The identified SNP rs1333040 correlates (0.7 < r2 < 0.8) with 24 variants located within or 3′UTR downstream of CDKN2B-AS. None of these variants are located within the coding sequence. However, the possibility that the identified variant is tagging a functional SNP located directly within the CDKN2A/p16INK4A, p14ARF or CDKN2B/p15INK4B genes cannot be excluded. Further studies are needed to evaluate the effect that the SNPs we identified may have on ANRIL/CKDN2B-AS.
The 12p13 risk variants map within the RAD52 homolog gene which plays a role in DNA double-strand repair and homologous recombination (59,60). A role of the RAD52 in lung carcinogenesis was originally proposed from a candidate gene study reported by Danoy et al. (61), a finding confirmed by a pathway-based analysis using GWAS data from the National Cancer Institute (NCI), UK, and the MD Anderson Cancer Center (MDACC) studies which robustly demonstrated an association for squamous lung cancer (19). The role of RAD52 in repairing double-strand breaks induced by tobacco smoking is supported by the association being confined to smokers.

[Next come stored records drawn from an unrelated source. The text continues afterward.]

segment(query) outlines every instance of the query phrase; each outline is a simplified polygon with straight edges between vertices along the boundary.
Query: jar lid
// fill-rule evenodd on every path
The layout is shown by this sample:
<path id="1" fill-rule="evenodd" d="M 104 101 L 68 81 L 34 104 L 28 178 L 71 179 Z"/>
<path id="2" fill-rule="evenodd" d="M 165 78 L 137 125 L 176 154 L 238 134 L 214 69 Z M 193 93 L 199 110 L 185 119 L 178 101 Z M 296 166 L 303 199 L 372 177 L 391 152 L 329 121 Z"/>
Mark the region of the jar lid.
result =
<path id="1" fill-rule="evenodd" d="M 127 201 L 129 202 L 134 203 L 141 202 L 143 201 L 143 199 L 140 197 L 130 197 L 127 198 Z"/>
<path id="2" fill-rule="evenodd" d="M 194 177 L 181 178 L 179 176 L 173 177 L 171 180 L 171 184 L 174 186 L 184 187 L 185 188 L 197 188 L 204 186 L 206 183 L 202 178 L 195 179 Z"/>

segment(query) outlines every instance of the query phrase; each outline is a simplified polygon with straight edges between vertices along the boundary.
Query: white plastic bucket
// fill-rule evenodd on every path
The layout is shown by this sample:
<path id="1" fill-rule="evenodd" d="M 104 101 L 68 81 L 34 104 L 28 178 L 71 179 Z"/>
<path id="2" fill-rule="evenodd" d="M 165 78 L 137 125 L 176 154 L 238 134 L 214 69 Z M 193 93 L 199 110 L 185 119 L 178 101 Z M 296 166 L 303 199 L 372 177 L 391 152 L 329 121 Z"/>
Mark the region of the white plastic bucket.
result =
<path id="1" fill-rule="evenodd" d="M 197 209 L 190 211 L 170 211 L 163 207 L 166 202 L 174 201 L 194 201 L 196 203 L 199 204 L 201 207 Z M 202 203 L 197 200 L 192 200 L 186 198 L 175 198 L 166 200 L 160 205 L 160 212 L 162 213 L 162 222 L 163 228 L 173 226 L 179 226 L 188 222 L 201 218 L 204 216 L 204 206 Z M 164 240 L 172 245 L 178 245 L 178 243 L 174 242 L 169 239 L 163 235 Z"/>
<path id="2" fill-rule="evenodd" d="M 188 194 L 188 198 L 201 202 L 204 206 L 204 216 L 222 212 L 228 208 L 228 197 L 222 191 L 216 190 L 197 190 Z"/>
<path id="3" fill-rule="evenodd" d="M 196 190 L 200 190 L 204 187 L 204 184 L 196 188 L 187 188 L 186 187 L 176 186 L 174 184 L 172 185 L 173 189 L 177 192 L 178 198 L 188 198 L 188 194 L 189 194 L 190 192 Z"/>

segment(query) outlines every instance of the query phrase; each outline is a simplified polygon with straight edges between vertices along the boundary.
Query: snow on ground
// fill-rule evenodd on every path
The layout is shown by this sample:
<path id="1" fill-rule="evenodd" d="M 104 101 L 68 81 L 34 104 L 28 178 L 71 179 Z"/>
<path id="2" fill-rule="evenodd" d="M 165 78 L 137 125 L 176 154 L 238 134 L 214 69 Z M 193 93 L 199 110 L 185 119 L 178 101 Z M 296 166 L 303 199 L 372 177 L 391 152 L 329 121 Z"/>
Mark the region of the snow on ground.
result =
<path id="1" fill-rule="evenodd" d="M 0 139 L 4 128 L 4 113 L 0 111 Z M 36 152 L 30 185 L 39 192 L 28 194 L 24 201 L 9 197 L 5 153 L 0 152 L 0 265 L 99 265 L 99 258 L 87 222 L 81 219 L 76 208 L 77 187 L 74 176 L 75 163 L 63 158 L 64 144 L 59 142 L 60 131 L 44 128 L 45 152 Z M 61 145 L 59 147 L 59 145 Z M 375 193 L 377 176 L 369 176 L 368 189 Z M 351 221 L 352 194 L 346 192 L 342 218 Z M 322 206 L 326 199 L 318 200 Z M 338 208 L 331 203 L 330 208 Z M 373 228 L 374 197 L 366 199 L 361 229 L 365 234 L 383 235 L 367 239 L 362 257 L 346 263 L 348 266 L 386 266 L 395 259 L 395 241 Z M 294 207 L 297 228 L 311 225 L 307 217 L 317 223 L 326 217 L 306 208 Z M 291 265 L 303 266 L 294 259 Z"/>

The present study has confirmed the smoking-related effect of 15q25 variation on lung cancer risk and has provided additional support for the existence of several independent disease loci within the CHRNA5/CHRNA3/CHRNB4 region. This is consistent with genotyping data which has shown several distinct signals for smoking behavior and lung cancer risk within this region (62–64). Saccone et al. (63) described four distinct loci influencing smoking behavior at 15q25 with at least two of them (locus 1 annotated by rs1051730/rs16969968 and locus 3 annotated by rs588765) having independent effects on smoking behavior. The second locus annotated by rs6495308 was more strongly associated with heavy smoking. In contrast, the Oxford-GlaxoSmithKline study reported a secondary locus distinct from rs6495308 (62).
Our current study supports the existence of the two distinct signals defined by rs1051730/rs16969968 and rs6495309/rs6495308/rs2036534. Reciprocal attenuation of the effects for these two signals when allele dosage for an opposite variant is included into a model raises the possibility of an underlying haplotypic effect (r2 = 0.17, D′ = 1.0 between these two SNPs) or an imperfect correlation with an unknown functional variant. We also observed an effect for rs680244/rs6495306 (r2 = 1.0, D′ = 1.0 with rs588765 for both) in our meta-analysis, which remained significant at a genome-wide level when controlled for rs6495309 and strongly diminished when controlled for both rs1051730 and rs6495309. This suggests that the rs588765/rs680244/rs6495306 effect on lung cancer risk is not independent. Similar to the earlier observation from Saccone et al. (63), these variants had opposite effects when adjusted for rs1051730, which may reflect a haplotypic organization in which the rs1051730 allele increases risk while other associated SNPs decrease the risk.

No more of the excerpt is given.